The dataset is splitted in training and test data with a 80/20 proportion. As the name suggest the training part is used to train the model, the test is composed of other observations to test if the model is good with observations that has never seen (proving the model can generalize, not just memorizing the answer).

During the training the data is splitted again in 80/20 for training and validation respectively, validation is basically testing during training.

During splitting, the dataset is converted from a pandas data frame to tensorflow dataset, decreasing training times.

# Preprocessing

The preprocessing phase is part of the model however it contains transformations without parameters trained by the model. This transformations are useful because model trains better if data are in some format, and having this phase inside the model helps to avoid to prepare the data before feeding the model at prediction phase.

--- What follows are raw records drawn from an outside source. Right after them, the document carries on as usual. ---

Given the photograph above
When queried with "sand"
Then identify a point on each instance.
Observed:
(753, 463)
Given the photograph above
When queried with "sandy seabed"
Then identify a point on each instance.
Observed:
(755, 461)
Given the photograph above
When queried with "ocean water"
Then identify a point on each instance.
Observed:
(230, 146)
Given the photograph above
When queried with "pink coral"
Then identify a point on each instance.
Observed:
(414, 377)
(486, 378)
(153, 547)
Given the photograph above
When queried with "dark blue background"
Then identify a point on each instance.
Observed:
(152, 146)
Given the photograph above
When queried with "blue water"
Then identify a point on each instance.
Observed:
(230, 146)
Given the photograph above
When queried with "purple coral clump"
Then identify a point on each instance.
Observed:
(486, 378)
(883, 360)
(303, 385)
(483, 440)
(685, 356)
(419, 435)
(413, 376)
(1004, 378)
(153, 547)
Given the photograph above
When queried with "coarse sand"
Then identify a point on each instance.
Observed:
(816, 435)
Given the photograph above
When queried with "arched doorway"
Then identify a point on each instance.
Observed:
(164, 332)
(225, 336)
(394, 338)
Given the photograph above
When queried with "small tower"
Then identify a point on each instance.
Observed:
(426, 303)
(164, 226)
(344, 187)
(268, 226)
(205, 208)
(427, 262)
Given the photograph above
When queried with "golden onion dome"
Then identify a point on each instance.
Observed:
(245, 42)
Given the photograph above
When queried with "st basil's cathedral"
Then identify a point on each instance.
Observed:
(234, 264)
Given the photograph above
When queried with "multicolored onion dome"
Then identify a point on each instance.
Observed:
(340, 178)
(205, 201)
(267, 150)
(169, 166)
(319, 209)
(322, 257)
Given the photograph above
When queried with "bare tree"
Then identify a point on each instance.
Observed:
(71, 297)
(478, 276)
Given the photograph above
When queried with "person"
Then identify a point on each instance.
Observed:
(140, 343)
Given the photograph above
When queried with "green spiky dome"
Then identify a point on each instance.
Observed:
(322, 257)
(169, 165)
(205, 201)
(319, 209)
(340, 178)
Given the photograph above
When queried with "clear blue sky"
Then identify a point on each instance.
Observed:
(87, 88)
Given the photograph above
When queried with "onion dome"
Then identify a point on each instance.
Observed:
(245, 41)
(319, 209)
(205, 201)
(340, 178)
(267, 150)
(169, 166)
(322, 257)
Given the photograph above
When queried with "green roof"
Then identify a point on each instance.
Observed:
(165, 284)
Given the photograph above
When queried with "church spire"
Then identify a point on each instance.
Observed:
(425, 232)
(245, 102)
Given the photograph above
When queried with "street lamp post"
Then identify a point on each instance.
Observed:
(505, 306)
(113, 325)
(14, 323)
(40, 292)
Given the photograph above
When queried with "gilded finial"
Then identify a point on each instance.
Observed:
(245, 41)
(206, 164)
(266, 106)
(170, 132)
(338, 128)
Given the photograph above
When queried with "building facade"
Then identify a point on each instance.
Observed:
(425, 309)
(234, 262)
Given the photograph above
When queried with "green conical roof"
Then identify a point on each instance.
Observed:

Our model performs 2 kind of preprocessing:

Normalization: model trains faster if numerical features have mean 0 and standard deviation equal to 1, so this layer is built by computing the mean and std from the series of a feature before training, and the model is feed with (feature - mean)/std. Our model normalize confirms_in feature and all the buckets a*
one-hot vector: Numerical categories having a small number of different unique values like our day_of_week and hours could be trained better/faster by being converted in one hot vector. For example day_of_week=6 (Sunday) is converted in a vector ['0', '0', '0', '0', '0', '0', '1'] while day_of_week=5 (Saturday) is converted in the vector ['0', '0', '0', '0', '0', '1', '0']

# Build

all_features = tf.keras.layers.concatenate(encoded_features)
x = tf.keras.layers.Dense(64, activation="relu")(all_features)
x = tf.keras.layers.Dense(64, activation="relu")(x)
output = tf.keras.layers.Dense(1, activation=clip)(x)
model = tf.keras.Model(all_inputs, output)
optimizer = tf.optimizers.Adam(learning_rate=0.01)
model.compile(loss='mse',
              optimizer=optimizer,
              metrics=['mae', 'mse'])

The model is fed with the encoded_features coming from the processing phase, then there are 2 layers with 64 neurons each followed by one neuron giving the fee_rate as output.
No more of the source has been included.